Let's also add into the mix a test patient that comes in, with Glucose of 140 and BMI of 35. What is his chance of being diagnosed?

In [None]:
from scipy.stats import multivariate_normal as mn
prob_test = []
test_point = [140, 35]
x, y = np.meshgrid(np.linspace(50, 200, 20), np.linspace(10, 50, 20), indexing='ij')
points = np.dstack((x.flatten(), y.flatten()))

In [None]:
for d, l in zip([df_y, df_n], ["Yes", "No"]):
    is_yes = l == "Yes"
    mean = np.mean(d)
    cov = np.cov(d, rowvar=0)
    probs = mn.pdf(points, mean, cov).reshape(x.shape)
    prob_test.append(mn.pdf(test_point, mean, cov))
    plt.contour(x, y, probs, 
                cmap="viridis" if is_yes else "magma", 
                linestyles="-" if is_yes else "--")
    marker = "." if is_yes else "+"
    color = "g" if is_yes else "y"
    plt.scatter(d["Glucose"], d["BMI"], c=color, marker=marker, s=20, alpha=0.3, label=l)
plt.axvline(test_point[0], ls=":", lw=1)
plt.axhline(test_point[1], ls=":", lw=1)
plt.legend(loc=2)
plt.xlabel("Glucose")
plt.ylabel("BMI");

In [None]:
num_y = df_y.shape[0]
num_n = df_n.shape[0]

prob_diagnosis = num_y * prob_test[0] / (num_y * prob_test[0] + num_n * prob_test[1])
print(f"Positive diagnosis chance is {100 * prob_diagnosis:.2f}%")

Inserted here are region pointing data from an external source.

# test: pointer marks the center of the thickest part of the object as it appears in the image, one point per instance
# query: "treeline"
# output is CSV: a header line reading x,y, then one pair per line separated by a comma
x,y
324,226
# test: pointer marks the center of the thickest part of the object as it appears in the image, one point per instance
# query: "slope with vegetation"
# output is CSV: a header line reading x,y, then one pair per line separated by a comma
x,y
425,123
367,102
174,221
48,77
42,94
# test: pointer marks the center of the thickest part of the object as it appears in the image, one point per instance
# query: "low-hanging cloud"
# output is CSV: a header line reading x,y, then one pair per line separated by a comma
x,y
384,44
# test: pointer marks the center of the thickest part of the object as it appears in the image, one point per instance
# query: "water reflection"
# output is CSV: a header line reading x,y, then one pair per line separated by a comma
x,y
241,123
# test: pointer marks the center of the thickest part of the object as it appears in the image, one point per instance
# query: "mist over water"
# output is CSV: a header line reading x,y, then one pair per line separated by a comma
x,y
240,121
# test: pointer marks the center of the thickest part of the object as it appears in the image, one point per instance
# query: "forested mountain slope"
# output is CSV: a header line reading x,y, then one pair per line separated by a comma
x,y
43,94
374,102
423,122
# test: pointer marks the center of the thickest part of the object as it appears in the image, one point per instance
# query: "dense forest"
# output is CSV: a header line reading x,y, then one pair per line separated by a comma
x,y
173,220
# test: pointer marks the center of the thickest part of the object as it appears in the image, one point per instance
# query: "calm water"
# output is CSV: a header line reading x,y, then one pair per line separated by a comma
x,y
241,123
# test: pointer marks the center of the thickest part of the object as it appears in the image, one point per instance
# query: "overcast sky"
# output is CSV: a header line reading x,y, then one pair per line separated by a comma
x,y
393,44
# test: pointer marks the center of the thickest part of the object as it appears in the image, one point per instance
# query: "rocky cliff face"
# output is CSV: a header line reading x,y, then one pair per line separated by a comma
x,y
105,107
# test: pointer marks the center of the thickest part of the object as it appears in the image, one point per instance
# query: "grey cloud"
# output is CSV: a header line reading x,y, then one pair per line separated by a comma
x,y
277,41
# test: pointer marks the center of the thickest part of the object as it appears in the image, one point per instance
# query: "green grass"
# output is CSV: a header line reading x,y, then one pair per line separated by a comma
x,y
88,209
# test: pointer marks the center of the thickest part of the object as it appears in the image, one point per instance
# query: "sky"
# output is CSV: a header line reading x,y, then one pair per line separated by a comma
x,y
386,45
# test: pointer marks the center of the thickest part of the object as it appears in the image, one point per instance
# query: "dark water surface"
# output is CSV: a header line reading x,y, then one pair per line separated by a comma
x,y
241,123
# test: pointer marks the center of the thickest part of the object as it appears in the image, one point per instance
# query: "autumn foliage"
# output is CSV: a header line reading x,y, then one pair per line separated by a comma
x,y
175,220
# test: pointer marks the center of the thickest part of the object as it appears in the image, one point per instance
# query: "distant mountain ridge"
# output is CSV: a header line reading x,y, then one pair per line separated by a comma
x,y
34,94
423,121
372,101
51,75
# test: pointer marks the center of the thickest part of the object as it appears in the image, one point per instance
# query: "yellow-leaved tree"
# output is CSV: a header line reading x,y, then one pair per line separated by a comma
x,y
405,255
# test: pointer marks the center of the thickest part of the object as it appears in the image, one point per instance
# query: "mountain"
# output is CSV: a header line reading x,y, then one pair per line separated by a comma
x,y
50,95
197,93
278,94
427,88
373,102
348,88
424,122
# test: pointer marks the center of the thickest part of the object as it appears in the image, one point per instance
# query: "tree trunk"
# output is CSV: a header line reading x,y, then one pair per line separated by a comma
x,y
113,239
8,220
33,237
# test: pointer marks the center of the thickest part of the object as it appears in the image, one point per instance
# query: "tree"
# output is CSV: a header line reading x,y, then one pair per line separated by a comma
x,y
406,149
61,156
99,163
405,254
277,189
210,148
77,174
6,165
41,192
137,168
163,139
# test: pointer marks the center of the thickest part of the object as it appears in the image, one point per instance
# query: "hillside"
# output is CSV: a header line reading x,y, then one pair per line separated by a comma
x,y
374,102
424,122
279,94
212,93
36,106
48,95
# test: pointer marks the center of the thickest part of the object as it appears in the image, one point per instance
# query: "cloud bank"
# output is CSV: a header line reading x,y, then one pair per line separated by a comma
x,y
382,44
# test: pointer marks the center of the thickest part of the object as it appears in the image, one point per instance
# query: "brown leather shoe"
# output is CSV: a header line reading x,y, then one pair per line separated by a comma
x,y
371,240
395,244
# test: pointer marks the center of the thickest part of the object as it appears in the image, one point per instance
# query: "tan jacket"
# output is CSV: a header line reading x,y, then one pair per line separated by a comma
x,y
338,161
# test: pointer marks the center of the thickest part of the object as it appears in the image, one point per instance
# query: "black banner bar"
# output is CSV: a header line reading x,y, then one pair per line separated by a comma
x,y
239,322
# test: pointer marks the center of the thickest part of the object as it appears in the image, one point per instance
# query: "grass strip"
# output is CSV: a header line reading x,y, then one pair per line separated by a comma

This might seem odd. Given the test patient is right on the maximum of our model for the diabetes patients, surely there should be a larger chance, right? Nope!

The reason is because - even though the distribution probability is higher, there are far more patients without diabetes than with. We can only directly compare the two distributions if they have equal probability all up (same number of people with and without). This is rarely the case, and so we have to weight them. In a Bayesian formalise, we are modifying our model prior.